Pero, además, fruto de las necesidades de los super y los hipermercados y de los nuevos sistemas de logística, la producción de envases reciclables ha ido aumentando en proporción geométrica y la cantidad de basura generada ya se ha vuelto incalculable.
En las décadas siguientes, la pauperización y lanzamiento a la intemperie de decenas de miles de habitantes de la Capital y el Conurbano (un genocidio que no ha merecido hasta ahora la atención judicial) creó una nueva clase de trabajadores informales, los cartoneros, quienes complementan la recolección sistemática de la basura, que está por lo general a cargo de concesionarios.
Pronto, con esa admirable dignidad que saca a relucir nuestro pueblo en los momentos más difíciles, los cartoneros se organizaron en cooperativas y en pequeñas empresas familiares.
Ataque de madrugada
El Gobierno porteño, atento a la nueva realidad (y al “que se vayan todos” que todavía flotaba en el aire) creó un marco legal -la ley 992 del 21 de enero de 2003- para que el trabajo de los recicladores urbanos (así los llamó) se pudiera desarrollar en condiciones de seguridad y salubridad.
Había cambiado, en los últimos tiempos, el paisaje de Buenos Aires, y aquellos humildes obreros del reciclaje, en lugar del uniforme de una empresa privada de recolección de residuos, lucían otro “uniforme”: el de la pobreza. Pero además (y esto era lo que molestaba a ciertos empresarios-basura), osaban quedarse con una parte del valor de esa valiosa mercancía arrojada cada tarde a las veredas por la ciudad opulenta.
Entonces, a fines de 2007, una combinación de movimientos empresarios y dirigenciales (el levantamiento del Tren Blanco que conducía a los obreros y su carga desde la Capital al Conurbano; la contratación de camiones con un plan encubierto de erradicación; el desalojo compulsivo de los campamentos de cartoneros, etcétera) marcó el inicio de una extraña guerra, una guerra declarada por el nuevo Gobierno porteño a ese “enemigo” que había incurrido en el desaguisado de querer vivir, de querer seguir respirando y alimentando a sus hijos, de mantener una obstinada honradez y una obstinada dignidad.
Las excusas empresarias y dirigenciales fueron cínicas, semejantes a las de los nazis antes de comenzar su faena: “El Tren Blanco se puede convertir en un Cromañón rodante”, dijo uno. “Esas familias acampadas son un riesgo para ellas mismas; los chicos no tienen seguridad”.
Luego del discurso, acompañado y amplificado por algunos medios, vino la acción: desalojos de madrugada, secuestro y destrucción de las “pertenencias” de los cartoneros (hasta paquetes de pañales cargaron en camiones compactadores), bastonazos, golpes a los que se resisten, detención de los más rebeldes.
Algunos vecinos del barrio de Belgrano que comprendieron la justa demanda de los cartoneros, les acercaron alimentos, vituallas y su presencia solidaria al campamento.
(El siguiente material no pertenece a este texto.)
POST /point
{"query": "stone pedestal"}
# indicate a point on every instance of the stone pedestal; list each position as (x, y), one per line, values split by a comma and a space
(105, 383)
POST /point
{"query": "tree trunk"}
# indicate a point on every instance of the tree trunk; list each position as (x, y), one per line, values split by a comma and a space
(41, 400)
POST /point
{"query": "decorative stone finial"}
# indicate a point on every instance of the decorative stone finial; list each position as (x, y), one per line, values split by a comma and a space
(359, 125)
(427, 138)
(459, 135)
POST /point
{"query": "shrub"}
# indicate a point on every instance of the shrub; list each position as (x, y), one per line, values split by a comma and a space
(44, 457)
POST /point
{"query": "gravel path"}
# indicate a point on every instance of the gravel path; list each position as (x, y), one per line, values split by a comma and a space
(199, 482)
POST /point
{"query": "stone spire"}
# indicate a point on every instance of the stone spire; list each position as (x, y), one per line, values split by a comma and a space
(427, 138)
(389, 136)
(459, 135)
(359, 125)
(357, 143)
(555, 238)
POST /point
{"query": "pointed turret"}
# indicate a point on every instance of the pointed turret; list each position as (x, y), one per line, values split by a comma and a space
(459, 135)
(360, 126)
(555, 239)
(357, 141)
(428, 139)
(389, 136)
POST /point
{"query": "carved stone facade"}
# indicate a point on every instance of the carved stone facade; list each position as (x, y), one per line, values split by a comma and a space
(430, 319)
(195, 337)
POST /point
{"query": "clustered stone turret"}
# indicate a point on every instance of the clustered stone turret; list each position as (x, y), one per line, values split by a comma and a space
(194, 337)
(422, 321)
Fueron pocos, a decir verdad, pero demostraron que el país tiene reservas morales no sólo “al otro lado de la General Paz”.
Mientras tanto, los concesionarios de los trenes urbanos se reúnen con los concesionarios de la basura urbana y con los concesionarios del Gobierno nacional y municipal (de algún modo hay que llamarlos). En esas reuniones secretas se habla de grandes temas, como el precio de la basura en sus distintas etapas, el costo de los camiones destinados a los cartoneros, el costo de las campañas de prensa y el futuro del pingüe negocio, en el mediano y largo plazo.
No importa cuánta sangre humana se haya vertido -y se vaya a vertir- en esta guerra. Podrán olvidarse héroes y fechas patrias, versos inmortales y de los otros. Pero lo que no puede olvidarse es el culto, el sagrado culto, al dios de la mercancía y la ganancia.
Es el dios que los protege en su guerra, en su implacable guerra contra los cartoneros.